## `genalog.text` module:
This module is responsible for:

- Text alignment
- NER label propagation using text alignment results

`genalog` provides two methods of alignment:
1. `genalog.text.anchor.align_w_anchor()`
1. `genalog.text.alignment.align()`

`align_w_anchor()` implements the Recursive Text Alignment Scheme (RETAS) from the paper [A Fast Alignment Scheme for Automatic OCR Evaluation of Books](https://ieeexplore.ieee.org/abstract/document/6065412) and works best on longer text strings, while `align()` implement the [Needleman-Wunsch algorithm](https://en.wikipedia.org/wiki/Needleman%E2%80%93Wunsch_algorithm) and works best on shorter strings. We recommend using the `align_w_anchor()` method on inputs longer than **200 characters**. Both methods share the same function contract and are interchangeable. 

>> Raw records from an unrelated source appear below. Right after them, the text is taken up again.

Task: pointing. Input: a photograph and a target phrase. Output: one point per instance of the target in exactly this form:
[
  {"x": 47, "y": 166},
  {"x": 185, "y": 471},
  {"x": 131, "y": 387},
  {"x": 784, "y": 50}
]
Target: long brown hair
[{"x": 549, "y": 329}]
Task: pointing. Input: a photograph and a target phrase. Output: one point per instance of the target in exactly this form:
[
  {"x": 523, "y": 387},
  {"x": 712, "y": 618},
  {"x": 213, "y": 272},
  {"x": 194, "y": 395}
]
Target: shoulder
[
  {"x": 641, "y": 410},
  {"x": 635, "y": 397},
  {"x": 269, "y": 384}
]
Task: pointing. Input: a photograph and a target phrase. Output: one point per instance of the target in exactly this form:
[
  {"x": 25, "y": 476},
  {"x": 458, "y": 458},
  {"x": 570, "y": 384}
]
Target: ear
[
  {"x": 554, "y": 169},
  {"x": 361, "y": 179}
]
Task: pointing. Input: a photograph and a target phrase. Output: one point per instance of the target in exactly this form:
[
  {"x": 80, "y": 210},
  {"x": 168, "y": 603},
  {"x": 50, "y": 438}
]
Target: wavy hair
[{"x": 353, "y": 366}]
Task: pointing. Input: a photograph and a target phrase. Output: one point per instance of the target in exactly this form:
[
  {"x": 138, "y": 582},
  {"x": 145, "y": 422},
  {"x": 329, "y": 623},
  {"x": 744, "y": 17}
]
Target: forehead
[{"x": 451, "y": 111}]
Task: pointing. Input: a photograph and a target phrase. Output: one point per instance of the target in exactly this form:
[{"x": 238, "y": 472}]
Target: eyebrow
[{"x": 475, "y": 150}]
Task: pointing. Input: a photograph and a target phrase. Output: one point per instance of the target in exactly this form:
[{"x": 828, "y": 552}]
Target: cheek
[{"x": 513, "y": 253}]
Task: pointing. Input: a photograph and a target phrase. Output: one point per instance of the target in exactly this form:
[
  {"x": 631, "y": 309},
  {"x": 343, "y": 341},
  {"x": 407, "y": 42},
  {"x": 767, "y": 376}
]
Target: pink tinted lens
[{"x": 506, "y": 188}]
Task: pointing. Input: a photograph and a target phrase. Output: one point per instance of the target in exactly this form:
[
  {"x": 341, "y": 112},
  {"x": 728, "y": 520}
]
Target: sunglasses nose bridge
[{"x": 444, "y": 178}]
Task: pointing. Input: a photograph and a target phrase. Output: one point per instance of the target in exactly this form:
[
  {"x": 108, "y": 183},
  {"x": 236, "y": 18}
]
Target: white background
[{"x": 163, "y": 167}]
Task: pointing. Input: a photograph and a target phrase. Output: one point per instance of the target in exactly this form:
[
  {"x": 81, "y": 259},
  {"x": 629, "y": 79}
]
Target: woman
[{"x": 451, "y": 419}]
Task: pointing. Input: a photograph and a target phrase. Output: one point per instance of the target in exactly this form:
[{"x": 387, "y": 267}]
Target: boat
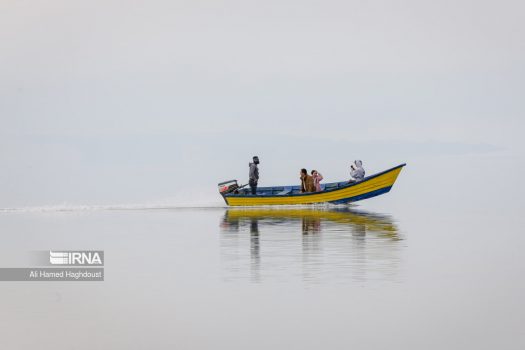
[{"x": 336, "y": 192}]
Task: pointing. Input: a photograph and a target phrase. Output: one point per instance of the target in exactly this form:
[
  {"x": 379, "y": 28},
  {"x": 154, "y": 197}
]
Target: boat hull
[{"x": 371, "y": 186}]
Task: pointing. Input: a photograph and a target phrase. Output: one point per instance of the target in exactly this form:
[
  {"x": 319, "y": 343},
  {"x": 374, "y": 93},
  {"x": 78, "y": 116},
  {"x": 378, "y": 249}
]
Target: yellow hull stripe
[{"x": 379, "y": 182}]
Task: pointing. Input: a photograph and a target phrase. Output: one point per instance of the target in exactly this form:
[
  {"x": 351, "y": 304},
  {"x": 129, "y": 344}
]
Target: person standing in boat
[
  {"x": 357, "y": 171},
  {"x": 317, "y": 177},
  {"x": 253, "y": 176},
  {"x": 307, "y": 182}
]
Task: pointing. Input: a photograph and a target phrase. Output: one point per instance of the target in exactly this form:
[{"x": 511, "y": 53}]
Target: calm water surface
[{"x": 422, "y": 270}]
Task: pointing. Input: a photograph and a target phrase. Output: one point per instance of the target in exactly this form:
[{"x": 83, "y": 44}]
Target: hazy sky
[{"x": 90, "y": 91}]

We use [Biopython](https://biopython.org/)'s implementation of the Needleman-Wunsch algorithm for text alignment.
This algorithm is an exhaustive search for all possible candidates with dynamic programming. 
It produces weighted score for each candidate and returns those having the highest score. 
(**NOTE** that multiple candidates can share the same score)

This algorithm has 4 hyperparameters for tuning candidate scores:
1. **Match Reward** - how much the algorithm rewards matching characters
1. **Mismatch Penalty** - how much the algorithm penalizes mismatching characters
1. **Gap Penalty** - how much the algorithm penalizes for creating a gap with a GAP_CHAR (defaults to '@')
1. **Gap Extension Penalty** - how much the algorithm penalizes for extending a gap (ex "@@@@")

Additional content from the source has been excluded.